Oil complicates the US retail sales picture

Despite the disappointing retail sales numbers, a combination of factors should ensure the US household sector thrives in 2015.

Household spending took a tumble during December. But rather than reflecting insufficient demand, the weakness appears to be related to lower oil prices, which smashed gasoline sales during the month. The combination of lower oil prices, strong job growth and a higher US dollar should ensure that household spending bounces back in the coming months.

Retail sales fell by 0.9 per cent in December, well below market expectations, to be 3.2 per cent higher over the year. Growth in October was downwardly revised to 0.4 per cent (from 0.7 per cent last month).

Retail activity in the December quarter sits just 0.4 per cent above the September quarter average and points to a lacklustre contribution to end of year real GDP growth. However, the story is a little more complicated than that.

A large part of the fall relates to softer oil prices and therefore the damage may not be as great as first thought. Spending at gasoline stations fell by 6.5 per cent in December and subtracted 0.6 percentage points from growth in the month.

Excluding gasoline sales, retail trade fell by 0.4 per cent in the month of December. Nevertheless, sales were up 1.3 per cent in the December quarter, which points to more than reasonable growth when real GDP is released at the end of the month.

The final outcome will rely significantly on the price deflator applied to gasoline sales and indicates that there remains considerable uncertainty surrounding household consumption in the December quarter national accounts.

But clearly petrol sales were not the only source of weakness during December. Spending on electronics & appliances and building materials fell by 1.6 per cent and 1.9 per cent, respectively. Retail spending on clothing & accessories and at department stores was also down.

Partially offsetting these trends was greater spending on food; spending on food & beverages rose by 0.3 per cent, while spending at grocery stores climbed by 0.4 per cent. Momentum within these sectors has increased somewhat recently and points to stronger growth in the coming months.

Obviously this result will be dissected from a number of angles in the days ahead. However, it appears too soon to make any firm conclusions.

That the result was weak is undeniable but without having access to the inflation-adjusted data we should be cautious before drawing too many conclusions. A sharp fall in relative prices -- as has recently been the case with petrol -- can throw up some unusual results.
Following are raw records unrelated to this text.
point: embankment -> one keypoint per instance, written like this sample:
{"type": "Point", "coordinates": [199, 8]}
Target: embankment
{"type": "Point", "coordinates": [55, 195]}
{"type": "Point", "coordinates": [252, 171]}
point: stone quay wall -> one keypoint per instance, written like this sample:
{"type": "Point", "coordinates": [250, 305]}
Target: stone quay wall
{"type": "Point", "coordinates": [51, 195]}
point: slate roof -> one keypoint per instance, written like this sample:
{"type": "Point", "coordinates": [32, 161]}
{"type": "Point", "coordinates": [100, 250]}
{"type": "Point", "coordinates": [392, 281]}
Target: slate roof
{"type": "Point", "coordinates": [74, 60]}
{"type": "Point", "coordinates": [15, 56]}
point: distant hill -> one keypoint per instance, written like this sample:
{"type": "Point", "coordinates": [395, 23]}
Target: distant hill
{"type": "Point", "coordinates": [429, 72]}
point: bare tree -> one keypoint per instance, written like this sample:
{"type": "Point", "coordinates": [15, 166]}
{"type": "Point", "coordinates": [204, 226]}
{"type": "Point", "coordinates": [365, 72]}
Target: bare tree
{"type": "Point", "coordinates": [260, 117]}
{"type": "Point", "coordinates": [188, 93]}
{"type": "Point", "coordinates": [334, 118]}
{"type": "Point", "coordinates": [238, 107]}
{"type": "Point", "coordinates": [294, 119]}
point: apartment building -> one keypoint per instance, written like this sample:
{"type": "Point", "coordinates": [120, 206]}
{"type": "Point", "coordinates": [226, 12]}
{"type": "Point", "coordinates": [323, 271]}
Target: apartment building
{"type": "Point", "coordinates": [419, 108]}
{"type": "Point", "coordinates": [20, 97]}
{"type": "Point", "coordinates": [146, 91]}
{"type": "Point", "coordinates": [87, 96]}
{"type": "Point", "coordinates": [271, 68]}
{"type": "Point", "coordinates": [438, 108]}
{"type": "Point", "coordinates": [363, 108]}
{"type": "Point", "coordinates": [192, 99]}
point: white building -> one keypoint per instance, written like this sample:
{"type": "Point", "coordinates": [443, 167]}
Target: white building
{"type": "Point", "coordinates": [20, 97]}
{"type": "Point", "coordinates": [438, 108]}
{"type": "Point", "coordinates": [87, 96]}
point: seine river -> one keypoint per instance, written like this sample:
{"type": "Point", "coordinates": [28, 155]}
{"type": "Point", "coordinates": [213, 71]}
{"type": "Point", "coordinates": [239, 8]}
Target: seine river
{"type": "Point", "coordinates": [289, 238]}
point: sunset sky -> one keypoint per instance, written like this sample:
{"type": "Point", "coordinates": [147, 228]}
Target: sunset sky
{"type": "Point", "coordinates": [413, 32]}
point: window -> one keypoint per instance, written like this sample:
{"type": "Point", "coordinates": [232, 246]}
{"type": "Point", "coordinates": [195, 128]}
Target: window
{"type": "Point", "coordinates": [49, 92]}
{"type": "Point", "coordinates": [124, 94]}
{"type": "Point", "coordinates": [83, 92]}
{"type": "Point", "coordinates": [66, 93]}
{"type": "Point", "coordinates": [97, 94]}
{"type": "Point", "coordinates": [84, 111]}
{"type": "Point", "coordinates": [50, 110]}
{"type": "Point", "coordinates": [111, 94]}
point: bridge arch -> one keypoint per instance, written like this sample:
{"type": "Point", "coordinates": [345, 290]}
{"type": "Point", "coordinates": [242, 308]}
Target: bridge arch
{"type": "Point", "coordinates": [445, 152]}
A decline in oil prices is traditionally treated as a bit like a tax cut. Since spending on petrol is a necessity -- that is the volume consumed is quite resistant to changes in price -- a lower petrol price effectively boosts the purchasing power of consumer incomes. With oil prices lower, households can buy more food and petrol but also more of other goods and services.

Obviously that hasn’t eventuated yet but there may be a mismatch between when households realise that petrol prices are lower and when they believe that they will stay low. In the upcoming months, I expect consumer spending to pick-up, particularly in discretionary spending, with both the lower oil price and the higher US dollar acting to boost demand.

The outlook for household spending remains quite bright -- although in the days to come many analysts will revise down their expectations. The main concern for the household sector remains wage growth, which continues to disappoint.

On a trend basis, the US labour market is rising at its fastest pace since November 1997 and has just enjoyed its strongest calendar year since 1999 (Why the Fed won’t rush to raise rates, January 12). The unemployment rate dropped to 5.6 per cent in December and even the participation rate appears to have stabilised somewhat over the past year.

All of these factors should underpin the household sector during 2015. Naturally there are risks -- largely related to asset prices and wage growth -- but the combination of lower petrol prices, strong job growth and a higher dollar should ensure that the household sector goes from strength-to-strength this year.